Mehr Kirchenaustritte - weniger Taufen

Geht es um die Zahl ihrer Mitglieder, kann sich die katholische Kirche in der Schweiz nach wie vor glücklich schätzen. Verantwortlich für das «historische Hoch» ist laut dem Schweizerischen Pastoralsoziologischen Institut die Zuwanderung. Dessen aktuelle Kirchenstatistik zeigt aber auch, dass die Taufe innerhalb der katholischen Bevölkerung zunehmend hinterfragt wird.

 

Noch immer ist die römisch-katholische Kirche die grösste Religionsgemeinschaft der Schweiz. Ihr Anteil an der ständigen Wohnbevölkerung ab 15 Jahren machte 2017 35,9 Prozent aus, wie der neusten Kirchenstatistik des Schweizerischen Pastoralsoziologischen Instituts (SPI) zu entnehmen ist. Das entspricht rund 2,5 Millionen Katholiken. Rechnet man die Menschen hinzu, die jünger als 15 Jahre sind oder nicht in Privathaushalten leben, erreicht die katholische Kirche einen Mitgliederbestand von zirka 2,9 Millionen Menschen, schreibt das SPI in seinem Bericht zur neusten Kirchenstatistik, die es am Dienstag auf seiner Webseite veröffentlichte.

38 Prozent der Katholiken mit ausländischen Wurzeln

Grund dafür sei vor allem die Zuwanderung von Gläubigen aus dem Ausland. Laut Statistik haben im Jahr 2017 38,4 Prozent der katholischen Wohnbevölkerung ab 15 Jahren einen Migrationshintergrund, der Ausländeranteil beträgt bei den Katholiken 24,3 Prozent. Bei den Reformierten verfügt hingegen nur knapp jeder Zehnte über einen Migrationshintergrund, und der Ausländeranteil liegt bei tiefen 4,6 Prozent.

Das von der katholischen Kirche getragene Forschungsinstitut macht jedoch darauf aufmerksam, dass nebst der Migration zwei weitere Faktoren für die Veränderung der Mitgliederzahl mitentscheidend seien: Zum einen die Kirchenaustritte und zum andern das «Taufverhalten katholischer Eltern».

Entfremdung kommt vor dem Austritt

Das SPI stellt nämlich fest, dass ein Kirchenaustritt «fast immer» am Ende eines schon längeren Entfremdungsprozesses von der Kirche steht. Eine Entfremdung zeigt sich zum Beispiel, wenn Kirchenmitglieder auf den Empfang von Sakramenten verzichten. Dies sei «oft ein Zeichen für eine  innere Entfremdung von der Kirche – auch dann, wenn dies noch lange nicht zu einem Kirchenaustritt führen muss», schreibt das SPI.

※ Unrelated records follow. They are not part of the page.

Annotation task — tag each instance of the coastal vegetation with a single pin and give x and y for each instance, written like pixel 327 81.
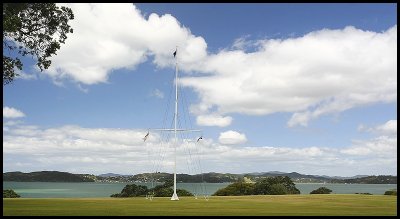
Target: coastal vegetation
pixel 321 190
pixel 268 205
pixel 55 176
pixel 391 192
pixel 9 193
pixel 278 185
pixel 164 190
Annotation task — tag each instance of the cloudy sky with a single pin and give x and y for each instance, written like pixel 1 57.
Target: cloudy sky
pixel 308 88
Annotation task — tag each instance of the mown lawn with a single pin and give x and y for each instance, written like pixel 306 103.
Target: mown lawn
pixel 332 204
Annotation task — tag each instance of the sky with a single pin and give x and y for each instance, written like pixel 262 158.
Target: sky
pixel 307 88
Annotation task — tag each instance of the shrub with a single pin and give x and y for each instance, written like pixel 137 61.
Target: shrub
pixel 321 190
pixel 235 189
pixel 278 189
pixel 391 192
pixel 9 193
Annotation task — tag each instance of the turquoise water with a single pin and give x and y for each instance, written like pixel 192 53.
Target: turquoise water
pixel 82 190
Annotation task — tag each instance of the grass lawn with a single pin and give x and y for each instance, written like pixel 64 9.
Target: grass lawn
pixel 332 204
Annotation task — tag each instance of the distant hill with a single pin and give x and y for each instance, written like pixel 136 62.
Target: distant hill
pixel 45 176
pixel 212 177
pixel 110 175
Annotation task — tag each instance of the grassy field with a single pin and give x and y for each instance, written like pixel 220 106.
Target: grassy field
pixel 331 204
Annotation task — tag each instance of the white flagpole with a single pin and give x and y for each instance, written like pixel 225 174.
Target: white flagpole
pixel 175 196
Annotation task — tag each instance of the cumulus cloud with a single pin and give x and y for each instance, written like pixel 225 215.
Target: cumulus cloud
pixel 157 93
pixel 100 150
pixel 384 145
pixel 213 120
pixel 323 72
pixel 389 128
pixel 232 137
pixel 114 36
pixel 11 113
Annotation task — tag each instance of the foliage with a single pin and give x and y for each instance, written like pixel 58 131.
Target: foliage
pixel 321 190
pixel 235 189
pixel 132 191
pixel 163 190
pixel 35 29
pixel 9 193
pixel 267 186
pixel 293 205
pixel 277 189
pixel 391 192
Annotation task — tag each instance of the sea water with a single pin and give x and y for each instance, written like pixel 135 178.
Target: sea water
pixel 91 189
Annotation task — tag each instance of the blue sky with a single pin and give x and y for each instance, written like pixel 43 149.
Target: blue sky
pixel 310 88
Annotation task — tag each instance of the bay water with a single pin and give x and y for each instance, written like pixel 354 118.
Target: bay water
pixel 91 189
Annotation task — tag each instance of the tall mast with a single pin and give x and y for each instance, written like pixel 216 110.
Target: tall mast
pixel 175 196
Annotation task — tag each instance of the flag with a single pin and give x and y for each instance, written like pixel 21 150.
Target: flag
pixel 145 137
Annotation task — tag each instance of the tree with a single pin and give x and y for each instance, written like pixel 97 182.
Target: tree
pixel 267 186
pixel 35 29
pixel 9 193
pixel 321 190
pixel 236 189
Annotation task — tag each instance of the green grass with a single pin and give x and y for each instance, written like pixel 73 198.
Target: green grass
pixel 331 204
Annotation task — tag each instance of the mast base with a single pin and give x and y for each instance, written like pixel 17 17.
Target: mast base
pixel 174 197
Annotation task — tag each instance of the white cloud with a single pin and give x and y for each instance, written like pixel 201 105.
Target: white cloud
pixel 100 150
pixel 382 146
pixel 320 73
pixel 157 93
pixel 114 36
pixel 323 72
pixel 232 137
pixel 213 120
pixel 25 76
pixel 11 113
pixel 389 128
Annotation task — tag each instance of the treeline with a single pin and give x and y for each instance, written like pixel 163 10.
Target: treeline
pixel 164 190
pixel 381 179
pixel 55 176
pixel 279 185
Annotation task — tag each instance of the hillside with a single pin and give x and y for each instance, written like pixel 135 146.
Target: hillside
pixel 55 176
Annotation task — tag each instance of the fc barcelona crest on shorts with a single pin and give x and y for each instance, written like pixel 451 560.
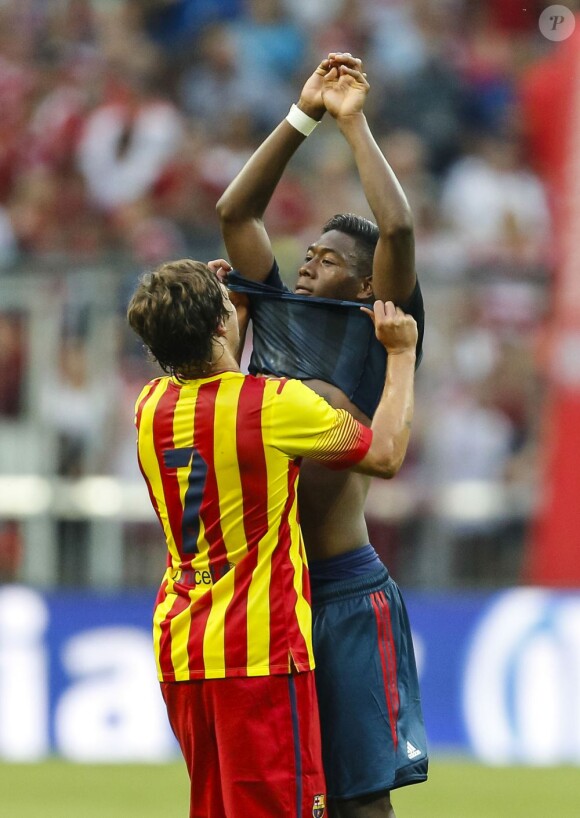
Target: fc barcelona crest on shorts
pixel 318 806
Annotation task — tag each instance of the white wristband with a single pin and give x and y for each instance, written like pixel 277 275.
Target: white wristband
pixel 301 121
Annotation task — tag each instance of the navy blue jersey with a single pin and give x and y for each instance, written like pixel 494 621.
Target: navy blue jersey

Katholiken treten nicht mehr automatisch vor Traualtar

Das Institut dokumentiert den Entfremdungsprozess mit seiner Statistik zum Sakramentenempfang. Seit 2013 ist etwa die Zahl katholischer Trauungen um zirka 20 Prozent auf 3200 im Jahr 2018 gesunken. Im Verhältnis zur Zahl der Ziviltrauungen in der Schweiz mit katholischer Beteiligung – also mit mindestens einer katholischen Person – erreichte die katholische Kirche im Jahr 2018 noch eine Trauquote von 22 Prozent, heisst es im Bericht zur Kirchenstatistik.

Eine kirchliche Eheschliessung sei für Katholikinnen und Katholiken keine Selbstverständlichkeit mehr, folgert das SPI. Dasselbe gelte für die Taufe der Kinder. Das hat Einfluss auf die Mitgliedschaft: «Wenn katholische Eltern ihr Kind nicht mehr taufen lassen, dann ist eine Kirchenmitgliedschaft schon beendet, bevor sie beginnen konnte.»

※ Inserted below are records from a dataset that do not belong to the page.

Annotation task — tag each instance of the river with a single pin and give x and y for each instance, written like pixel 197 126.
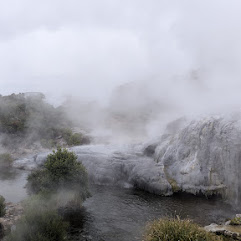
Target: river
pixel 121 214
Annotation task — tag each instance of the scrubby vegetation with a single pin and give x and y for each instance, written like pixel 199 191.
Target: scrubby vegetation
pixel 62 181
pixel 235 221
pixel 2 206
pixel 29 118
pixel 177 230
pixel 39 223
pixel 61 172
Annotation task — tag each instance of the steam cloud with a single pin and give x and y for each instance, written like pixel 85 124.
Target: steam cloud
pixel 185 55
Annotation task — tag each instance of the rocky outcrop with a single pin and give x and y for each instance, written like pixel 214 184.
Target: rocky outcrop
pixel 202 157
pixel 205 157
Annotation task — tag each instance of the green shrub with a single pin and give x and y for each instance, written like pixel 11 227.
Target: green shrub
pixel 235 221
pixel 61 172
pixel 177 230
pixel 5 159
pixel 2 206
pixel 39 224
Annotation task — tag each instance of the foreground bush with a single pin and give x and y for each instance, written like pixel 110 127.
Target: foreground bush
pixel 177 230
pixel 39 223
pixel 60 173
pixel 2 206
pixel 235 221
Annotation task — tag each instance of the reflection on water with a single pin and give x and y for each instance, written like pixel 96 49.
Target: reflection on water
pixel 115 214
pixel 121 214
pixel 12 182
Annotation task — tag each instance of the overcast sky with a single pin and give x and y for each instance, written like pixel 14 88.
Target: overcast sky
pixel 88 47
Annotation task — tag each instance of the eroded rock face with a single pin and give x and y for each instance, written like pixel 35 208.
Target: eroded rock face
pixel 202 157
pixel 205 157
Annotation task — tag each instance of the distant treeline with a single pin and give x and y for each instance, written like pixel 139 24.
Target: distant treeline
pixel 30 117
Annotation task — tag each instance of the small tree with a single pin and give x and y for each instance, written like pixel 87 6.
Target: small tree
pixel 2 206
pixel 39 224
pixel 61 173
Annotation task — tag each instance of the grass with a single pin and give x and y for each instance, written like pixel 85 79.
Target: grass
pixel 175 229
pixel 39 223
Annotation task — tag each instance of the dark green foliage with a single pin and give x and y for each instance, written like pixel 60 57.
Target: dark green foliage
pixel 177 230
pixel 30 116
pixel 2 206
pixel 61 171
pixel 39 223
pixel 235 221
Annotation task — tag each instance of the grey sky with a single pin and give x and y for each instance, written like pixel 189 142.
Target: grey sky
pixel 88 47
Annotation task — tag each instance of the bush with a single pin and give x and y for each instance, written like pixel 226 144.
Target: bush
pixel 39 224
pixel 235 221
pixel 2 206
pixel 5 159
pixel 61 172
pixel 177 230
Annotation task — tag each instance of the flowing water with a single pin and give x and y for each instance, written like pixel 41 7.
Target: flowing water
pixel 119 214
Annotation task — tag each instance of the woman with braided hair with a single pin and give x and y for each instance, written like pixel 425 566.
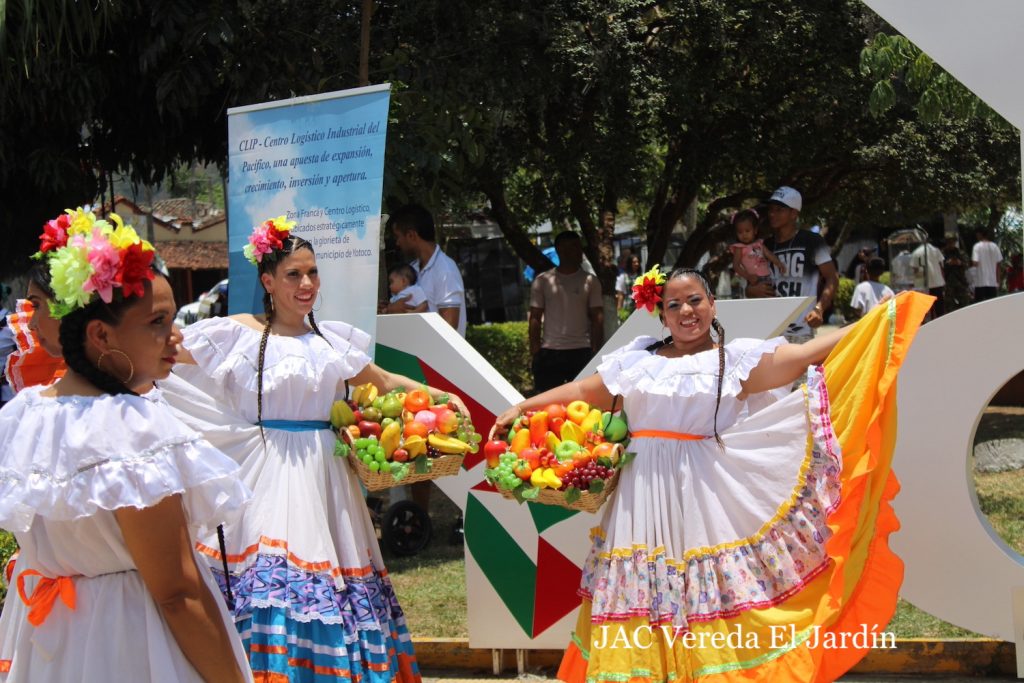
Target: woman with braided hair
pixel 311 597
pixel 748 530
pixel 105 491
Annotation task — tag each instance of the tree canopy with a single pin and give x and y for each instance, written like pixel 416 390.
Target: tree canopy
pixel 560 110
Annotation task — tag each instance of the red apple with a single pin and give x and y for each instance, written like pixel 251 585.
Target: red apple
pixel 531 456
pixel 493 450
pixel 368 428
pixel 555 411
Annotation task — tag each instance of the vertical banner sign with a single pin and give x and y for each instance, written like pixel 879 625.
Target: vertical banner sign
pixel 318 161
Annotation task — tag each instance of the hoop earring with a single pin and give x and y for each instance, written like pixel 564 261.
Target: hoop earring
pixel 131 366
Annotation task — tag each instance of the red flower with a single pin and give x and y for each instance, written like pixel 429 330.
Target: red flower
pixel 134 269
pixel 54 233
pixel 274 237
pixel 647 294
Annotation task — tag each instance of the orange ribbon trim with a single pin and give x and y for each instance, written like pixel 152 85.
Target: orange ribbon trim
pixel 657 433
pixel 46 593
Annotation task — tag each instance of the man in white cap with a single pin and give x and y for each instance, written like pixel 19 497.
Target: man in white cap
pixel 806 257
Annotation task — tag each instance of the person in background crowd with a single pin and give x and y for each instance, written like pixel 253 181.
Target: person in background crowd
pixel 807 259
pixel 624 283
pixel 870 293
pixel 927 263
pixel 986 258
pixel 957 292
pixel 416 237
pixel 566 318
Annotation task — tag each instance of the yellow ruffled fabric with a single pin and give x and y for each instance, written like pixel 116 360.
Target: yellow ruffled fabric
pixel 820 632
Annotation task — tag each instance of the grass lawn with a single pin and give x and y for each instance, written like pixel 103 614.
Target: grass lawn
pixel 431 586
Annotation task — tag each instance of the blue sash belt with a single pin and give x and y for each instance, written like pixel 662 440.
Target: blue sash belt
pixel 296 425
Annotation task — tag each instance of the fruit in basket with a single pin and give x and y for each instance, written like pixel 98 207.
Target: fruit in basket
pixel 391 407
pixel 577 411
pixel 592 420
pixel 427 418
pixel 519 441
pixel 493 451
pixel 365 394
pixel 414 428
pixel 389 437
pixel 614 427
pixel 417 400
pixel 567 449
pixel 539 428
pixel 571 432
pixel 368 428
pixel 448 420
pixel 416 445
pixel 446 444
pixel 341 415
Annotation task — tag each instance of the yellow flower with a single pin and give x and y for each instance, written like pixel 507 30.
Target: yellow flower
pixel 283 224
pixel 70 268
pixel 654 274
pixel 81 221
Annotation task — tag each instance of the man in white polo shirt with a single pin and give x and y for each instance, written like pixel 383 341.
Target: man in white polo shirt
pixel 416 237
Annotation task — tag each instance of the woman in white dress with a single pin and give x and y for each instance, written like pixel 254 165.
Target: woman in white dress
pixel 105 489
pixel 741 532
pixel 310 594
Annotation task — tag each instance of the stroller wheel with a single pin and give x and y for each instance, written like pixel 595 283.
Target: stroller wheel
pixel 406 528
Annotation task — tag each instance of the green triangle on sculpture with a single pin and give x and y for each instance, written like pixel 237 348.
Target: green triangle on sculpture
pixel 546 516
pixel 505 564
pixel 399 363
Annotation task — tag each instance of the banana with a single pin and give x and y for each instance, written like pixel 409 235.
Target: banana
pixel 390 437
pixel 341 415
pixel 416 445
pixel 448 444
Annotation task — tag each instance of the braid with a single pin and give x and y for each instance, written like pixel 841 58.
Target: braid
pixel 73 342
pixel 268 310
pixel 312 324
pixel 720 331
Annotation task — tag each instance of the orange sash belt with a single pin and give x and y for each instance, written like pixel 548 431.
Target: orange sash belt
pixel 657 433
pixel 46 593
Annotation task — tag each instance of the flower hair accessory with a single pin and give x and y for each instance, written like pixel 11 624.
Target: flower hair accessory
pixel 267 238
pixel 90 258
pixel 647 290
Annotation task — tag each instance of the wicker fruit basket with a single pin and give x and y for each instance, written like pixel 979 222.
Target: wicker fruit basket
pixel 430 468
pixel 587 502
pixel 438 467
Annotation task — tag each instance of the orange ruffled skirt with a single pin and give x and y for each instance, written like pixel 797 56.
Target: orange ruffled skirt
pixel 818 633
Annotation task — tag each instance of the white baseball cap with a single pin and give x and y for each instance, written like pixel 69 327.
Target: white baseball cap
pixel 787 197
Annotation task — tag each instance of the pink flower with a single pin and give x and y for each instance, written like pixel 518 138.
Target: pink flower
pixel 104 260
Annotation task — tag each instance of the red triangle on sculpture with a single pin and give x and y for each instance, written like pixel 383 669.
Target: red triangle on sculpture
pixel 557 582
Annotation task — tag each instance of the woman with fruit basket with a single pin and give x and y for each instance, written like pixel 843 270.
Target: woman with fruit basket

Rückgang der Taufen um 11 Prozent seit 2013

Die Zahl der katholischen Taufen ist laut SPI zwischen 2013 und 2018 um 11 Prozent gesunken. 2018 wurden 18’568 Menschen katholisch getauft. Dies entspreche zirka 21 Prozent der Geburten in der Schweiz. Das Institut findet, der Anteil von 21 Prozent katholisch getaufter Kinder liege signifikant unter dem Anteil der katholischen Bevölkerung von knapp 36 Prozent im Jahr 2017.

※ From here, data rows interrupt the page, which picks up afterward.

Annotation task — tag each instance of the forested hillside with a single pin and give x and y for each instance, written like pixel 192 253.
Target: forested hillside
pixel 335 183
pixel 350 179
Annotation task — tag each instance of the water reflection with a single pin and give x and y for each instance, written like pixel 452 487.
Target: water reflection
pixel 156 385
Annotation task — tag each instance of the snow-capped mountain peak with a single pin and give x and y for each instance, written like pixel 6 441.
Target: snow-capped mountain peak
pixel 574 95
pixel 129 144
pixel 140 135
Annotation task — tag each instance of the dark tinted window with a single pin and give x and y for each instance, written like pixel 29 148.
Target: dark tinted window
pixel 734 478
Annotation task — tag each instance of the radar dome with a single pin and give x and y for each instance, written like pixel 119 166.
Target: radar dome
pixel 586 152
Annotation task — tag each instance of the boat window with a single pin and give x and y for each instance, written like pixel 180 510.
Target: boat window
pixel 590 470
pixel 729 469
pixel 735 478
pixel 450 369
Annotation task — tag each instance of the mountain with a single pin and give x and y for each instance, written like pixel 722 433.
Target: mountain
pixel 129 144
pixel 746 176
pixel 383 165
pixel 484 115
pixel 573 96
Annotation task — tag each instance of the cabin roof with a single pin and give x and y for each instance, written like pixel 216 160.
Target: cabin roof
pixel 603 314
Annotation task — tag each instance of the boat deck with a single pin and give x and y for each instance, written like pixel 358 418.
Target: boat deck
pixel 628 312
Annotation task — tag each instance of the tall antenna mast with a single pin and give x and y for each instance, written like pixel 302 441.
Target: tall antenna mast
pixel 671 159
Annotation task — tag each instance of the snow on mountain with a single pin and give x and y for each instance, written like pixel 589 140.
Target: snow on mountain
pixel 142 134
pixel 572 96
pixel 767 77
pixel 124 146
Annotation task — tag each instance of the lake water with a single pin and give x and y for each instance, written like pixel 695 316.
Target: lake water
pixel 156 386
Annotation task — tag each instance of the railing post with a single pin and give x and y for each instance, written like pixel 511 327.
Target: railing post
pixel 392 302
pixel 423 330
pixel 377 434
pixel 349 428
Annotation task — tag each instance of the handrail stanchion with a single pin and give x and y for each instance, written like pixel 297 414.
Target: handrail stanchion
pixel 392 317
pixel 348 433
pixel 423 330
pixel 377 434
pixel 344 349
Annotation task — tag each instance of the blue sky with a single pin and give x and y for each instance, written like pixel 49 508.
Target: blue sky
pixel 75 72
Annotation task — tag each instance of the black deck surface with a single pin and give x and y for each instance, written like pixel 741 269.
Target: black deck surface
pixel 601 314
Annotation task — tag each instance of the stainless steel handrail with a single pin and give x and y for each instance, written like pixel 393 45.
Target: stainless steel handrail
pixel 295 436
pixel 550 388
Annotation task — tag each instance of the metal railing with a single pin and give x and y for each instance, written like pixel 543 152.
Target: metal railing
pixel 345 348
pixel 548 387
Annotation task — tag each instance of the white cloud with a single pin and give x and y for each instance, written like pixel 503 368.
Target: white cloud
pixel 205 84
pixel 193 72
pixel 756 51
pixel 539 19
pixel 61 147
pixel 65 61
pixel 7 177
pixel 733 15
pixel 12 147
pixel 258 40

«Grobe Schätzungen und Modelle erlauben die These, dass die Weitergabe der Kirchenmitgliedschaft an die Kinder heute bei rund 20 bis 50 Prozent der Kinder nicht mehr geschieht», schreibt das SPI. Ähnlich sieht es in diesem Bereich bei der evangelisch-reformierten Kirche aus.

In Bistümern Chur und LGF wird noch jedes zweite Kind getauft

Die Kirchenstatistik zeigt anhand der Taufquoten zudem auf, dass die Weitergabe der Kirchenmitgliedschaft in der Familie in den Sprachregionen unterschiedlich gelingt. Dabei stellt das SPI «beachtliche» Unterschiede zwischen den Bistümern und Sprachregionen fest.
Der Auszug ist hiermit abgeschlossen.